Supervisor Elham AbolFateh
Editor in Chief Mohamed Wadie

Meta Took Down 52 Networks in 2021 Due to “Inauthentic Behavior”


Fri 21 Jan 2022 | 10:49 AM
Omnia Ahmed

Facebook parent company Meta announced on Thursday that it had taken down 52 networks engaged with “inauthentic behavior” in 2021.

Meta published a report on "coordinated inauthentic behavior," a term it defined as "coordinated efforts to manipulate or corrupt public debate for a strategic goal, while relying centrally on fake accounts to mislead people about who's behind them."

In the report, Meta said that in 2021, it took down 52 networks engaged in the practice, operating out of 34 different countries.
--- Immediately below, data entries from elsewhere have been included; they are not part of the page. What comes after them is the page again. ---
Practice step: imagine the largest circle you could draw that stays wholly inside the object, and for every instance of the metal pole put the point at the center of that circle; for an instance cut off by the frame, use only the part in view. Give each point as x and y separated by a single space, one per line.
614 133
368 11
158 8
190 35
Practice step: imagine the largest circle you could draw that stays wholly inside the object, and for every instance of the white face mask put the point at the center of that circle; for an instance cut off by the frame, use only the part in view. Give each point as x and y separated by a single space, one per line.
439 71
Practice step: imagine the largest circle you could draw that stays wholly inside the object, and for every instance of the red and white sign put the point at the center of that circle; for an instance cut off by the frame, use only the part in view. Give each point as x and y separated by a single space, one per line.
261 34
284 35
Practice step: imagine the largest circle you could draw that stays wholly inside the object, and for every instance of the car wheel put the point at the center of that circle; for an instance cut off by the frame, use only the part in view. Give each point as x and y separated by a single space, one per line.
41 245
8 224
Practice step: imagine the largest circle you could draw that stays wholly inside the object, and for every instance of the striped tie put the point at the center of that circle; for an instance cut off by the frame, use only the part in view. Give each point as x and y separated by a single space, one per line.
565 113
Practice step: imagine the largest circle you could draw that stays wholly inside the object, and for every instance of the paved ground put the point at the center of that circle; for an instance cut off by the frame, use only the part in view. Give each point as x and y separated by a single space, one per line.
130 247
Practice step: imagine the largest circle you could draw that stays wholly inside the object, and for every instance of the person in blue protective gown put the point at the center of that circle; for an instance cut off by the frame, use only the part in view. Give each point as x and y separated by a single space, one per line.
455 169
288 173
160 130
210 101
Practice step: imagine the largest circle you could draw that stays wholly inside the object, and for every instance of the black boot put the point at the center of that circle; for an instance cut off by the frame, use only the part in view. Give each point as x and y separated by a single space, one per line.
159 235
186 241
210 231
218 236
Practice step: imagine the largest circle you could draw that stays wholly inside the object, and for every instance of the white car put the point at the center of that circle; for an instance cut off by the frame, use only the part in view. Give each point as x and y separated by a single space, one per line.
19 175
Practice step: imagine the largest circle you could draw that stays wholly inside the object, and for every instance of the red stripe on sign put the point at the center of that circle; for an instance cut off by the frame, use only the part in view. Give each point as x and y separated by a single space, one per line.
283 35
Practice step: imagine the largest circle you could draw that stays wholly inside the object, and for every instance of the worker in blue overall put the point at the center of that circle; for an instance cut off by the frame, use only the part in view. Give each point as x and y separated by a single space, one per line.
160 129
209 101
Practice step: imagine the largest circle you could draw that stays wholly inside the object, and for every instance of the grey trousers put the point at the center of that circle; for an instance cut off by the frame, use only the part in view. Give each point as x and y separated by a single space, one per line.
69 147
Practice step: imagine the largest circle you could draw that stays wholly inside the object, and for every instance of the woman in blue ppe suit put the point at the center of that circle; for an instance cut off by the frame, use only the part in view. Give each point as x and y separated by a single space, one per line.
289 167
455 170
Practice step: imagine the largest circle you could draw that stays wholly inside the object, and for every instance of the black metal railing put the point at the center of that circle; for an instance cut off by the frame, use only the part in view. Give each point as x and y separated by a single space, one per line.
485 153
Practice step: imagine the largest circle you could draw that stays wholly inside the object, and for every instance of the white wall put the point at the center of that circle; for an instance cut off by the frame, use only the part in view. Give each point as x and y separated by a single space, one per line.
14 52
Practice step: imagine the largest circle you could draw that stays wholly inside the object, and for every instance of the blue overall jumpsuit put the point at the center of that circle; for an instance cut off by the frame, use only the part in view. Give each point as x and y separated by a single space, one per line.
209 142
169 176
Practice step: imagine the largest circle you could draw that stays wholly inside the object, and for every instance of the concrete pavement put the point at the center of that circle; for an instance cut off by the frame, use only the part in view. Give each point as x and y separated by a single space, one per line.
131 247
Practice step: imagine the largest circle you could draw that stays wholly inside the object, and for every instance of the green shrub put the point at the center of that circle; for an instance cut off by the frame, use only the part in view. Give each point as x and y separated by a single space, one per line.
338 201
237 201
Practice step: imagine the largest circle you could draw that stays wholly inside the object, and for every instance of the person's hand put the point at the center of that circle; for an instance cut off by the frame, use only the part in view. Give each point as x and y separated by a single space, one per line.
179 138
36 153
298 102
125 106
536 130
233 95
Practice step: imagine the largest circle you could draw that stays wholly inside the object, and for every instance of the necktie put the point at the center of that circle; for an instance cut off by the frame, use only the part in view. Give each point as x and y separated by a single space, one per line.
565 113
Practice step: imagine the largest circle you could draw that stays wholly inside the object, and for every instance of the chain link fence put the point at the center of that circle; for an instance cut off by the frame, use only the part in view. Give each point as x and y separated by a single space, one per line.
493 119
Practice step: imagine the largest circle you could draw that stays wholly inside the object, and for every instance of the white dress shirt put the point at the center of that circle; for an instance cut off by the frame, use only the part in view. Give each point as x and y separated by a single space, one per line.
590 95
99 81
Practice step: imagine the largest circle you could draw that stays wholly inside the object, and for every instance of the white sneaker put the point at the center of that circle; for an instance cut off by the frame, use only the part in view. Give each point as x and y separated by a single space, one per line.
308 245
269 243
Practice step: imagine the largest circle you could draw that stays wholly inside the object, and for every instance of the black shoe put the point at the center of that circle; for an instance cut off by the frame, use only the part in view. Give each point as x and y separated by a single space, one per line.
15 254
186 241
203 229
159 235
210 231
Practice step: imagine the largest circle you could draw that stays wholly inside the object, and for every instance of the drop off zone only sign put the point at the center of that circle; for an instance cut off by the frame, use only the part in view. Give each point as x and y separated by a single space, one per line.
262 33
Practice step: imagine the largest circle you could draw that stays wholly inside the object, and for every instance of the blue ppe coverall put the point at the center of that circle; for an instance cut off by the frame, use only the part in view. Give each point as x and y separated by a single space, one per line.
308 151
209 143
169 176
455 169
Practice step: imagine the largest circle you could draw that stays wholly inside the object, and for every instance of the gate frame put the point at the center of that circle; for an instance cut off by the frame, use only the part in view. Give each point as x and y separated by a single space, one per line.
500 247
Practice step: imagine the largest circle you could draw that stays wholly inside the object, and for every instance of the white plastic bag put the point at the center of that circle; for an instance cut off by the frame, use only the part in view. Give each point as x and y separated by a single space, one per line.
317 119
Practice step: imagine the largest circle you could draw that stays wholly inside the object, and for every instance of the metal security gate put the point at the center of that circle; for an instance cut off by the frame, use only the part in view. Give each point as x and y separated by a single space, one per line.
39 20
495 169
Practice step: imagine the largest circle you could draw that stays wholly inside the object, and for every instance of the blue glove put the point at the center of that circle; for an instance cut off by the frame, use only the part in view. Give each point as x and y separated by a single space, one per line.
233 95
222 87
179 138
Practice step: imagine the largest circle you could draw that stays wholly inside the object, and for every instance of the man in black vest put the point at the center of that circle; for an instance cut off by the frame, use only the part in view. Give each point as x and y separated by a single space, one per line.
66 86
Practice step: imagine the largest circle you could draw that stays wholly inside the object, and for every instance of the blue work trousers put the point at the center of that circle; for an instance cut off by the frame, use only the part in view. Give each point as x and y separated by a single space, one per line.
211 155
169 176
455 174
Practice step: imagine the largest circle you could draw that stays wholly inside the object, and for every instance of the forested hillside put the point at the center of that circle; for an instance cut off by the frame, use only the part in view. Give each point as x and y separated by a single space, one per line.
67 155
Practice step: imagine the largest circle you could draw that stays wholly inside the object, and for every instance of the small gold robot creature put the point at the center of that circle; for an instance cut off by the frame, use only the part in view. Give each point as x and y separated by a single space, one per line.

The company pointed out that more networks -- 11 of them -- were detected in Mexico than in any other country.

Of the 52 campaigns disrupted worldwide, Facebook said 64% had domestic targets, 15% targeted a mix of audiences both at home and abroad and 21% had foreign targets.

Meta introduced the term "coordinated inauthentic behavior" in 2017, amid concerns about digital efforts to influence the 2016 U.S. presidential election, most prominently by Russian government-linked actors.

In a briefing, Facebook security executive David Agranovich attributed the shift to a mix of factors, including, he said, that the company's investigators had gotten better at finding deceptive tactics.

"I would imagine we are seeing more of the ecosystem than most of the company's investigators were seeing back in 2017," he said.

Agranovich pointed to an "increase in amateur players in the space," with more home-grown networks adopting the sophisticated tactics previously used by elite groups trying to project influence abroad.

"It's a combination of investigators getting better at finding bad things. It's also an increasing adoption of some of these tactics as they become more widely known by less sophisticated bad actors and by domestic actors who might see some value in using some of these deceptive tactics," he said.